Currently, the horizontal ceiling structure is widely adopted in large format battery systems. Thus systematically investigating the thermal runaway (TR) propagation behaviors features of large format lithium ion battery modules under different inclined ceilings is of importance for the safety design and protection of battery systems. This work focuses on the experimental phenomenon elucidation and theoretical analysis of the single cell TR and its propagation. Firstly, a single cell test is carried out to investigate the TR behavior features of target battery. Then, four sets of TR propagation tests with different ceiling angles (0°, 10°, 30°, 90°) are performed to explore the effect of inclined ceiling angle on TR propagation. Besides, a set of 0° ceiling angle experiment with fireproof barriers is conducted to study the blocking effect of barriers. Results show that a larger ceiling angle provides a better heat dissipation condition for modules, and the threshold value of ceiling angle at which TR stops propagating is between 10 and 30°. The barriers cannot block the TR propagation but great delay and weaken the propagation process.

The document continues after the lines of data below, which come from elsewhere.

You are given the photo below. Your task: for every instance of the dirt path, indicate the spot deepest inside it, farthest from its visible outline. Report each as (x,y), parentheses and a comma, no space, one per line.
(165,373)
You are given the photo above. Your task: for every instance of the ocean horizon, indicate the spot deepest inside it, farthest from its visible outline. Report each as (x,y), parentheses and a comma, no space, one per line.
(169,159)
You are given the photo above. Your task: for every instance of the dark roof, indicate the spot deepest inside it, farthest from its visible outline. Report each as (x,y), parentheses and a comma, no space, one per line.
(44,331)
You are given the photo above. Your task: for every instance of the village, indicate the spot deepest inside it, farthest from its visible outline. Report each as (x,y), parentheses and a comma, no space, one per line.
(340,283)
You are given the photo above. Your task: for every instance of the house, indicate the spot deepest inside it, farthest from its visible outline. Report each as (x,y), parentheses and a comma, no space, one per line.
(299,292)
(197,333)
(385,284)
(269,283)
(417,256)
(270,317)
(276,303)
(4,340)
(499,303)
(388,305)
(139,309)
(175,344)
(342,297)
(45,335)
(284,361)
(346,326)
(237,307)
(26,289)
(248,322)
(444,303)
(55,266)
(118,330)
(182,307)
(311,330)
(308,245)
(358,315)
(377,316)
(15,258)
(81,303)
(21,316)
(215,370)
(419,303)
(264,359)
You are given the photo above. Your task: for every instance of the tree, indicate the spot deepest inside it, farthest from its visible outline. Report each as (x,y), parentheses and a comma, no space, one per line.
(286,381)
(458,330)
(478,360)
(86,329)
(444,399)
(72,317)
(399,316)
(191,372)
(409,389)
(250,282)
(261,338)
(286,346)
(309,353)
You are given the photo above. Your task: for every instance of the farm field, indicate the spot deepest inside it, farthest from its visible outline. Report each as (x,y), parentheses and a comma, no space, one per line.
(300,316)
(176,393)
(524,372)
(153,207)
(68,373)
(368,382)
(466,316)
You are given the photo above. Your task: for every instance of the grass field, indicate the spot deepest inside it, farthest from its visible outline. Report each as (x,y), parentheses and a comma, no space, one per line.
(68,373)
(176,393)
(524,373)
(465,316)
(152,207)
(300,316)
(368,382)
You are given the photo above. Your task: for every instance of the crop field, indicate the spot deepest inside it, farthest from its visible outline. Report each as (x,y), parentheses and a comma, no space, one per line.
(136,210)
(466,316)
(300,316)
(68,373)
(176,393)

This study helps to enhance the insight of TR propagation behaviors and provides valuable guidance for the relative researchers and engineers. •Thermal runaway propagation behaviors under different ceiling angles are investigated.•The blocking effect of fireproof barriers on propagation is investigated.•The threshold value of ceiling angle at which the TR propagation stops is between 10 and 30°.•The heat transfer value in thermal runaway propagation process is calculated.•The significant deceleration effect of fireproof barriers on thermal runaway propagation is observed.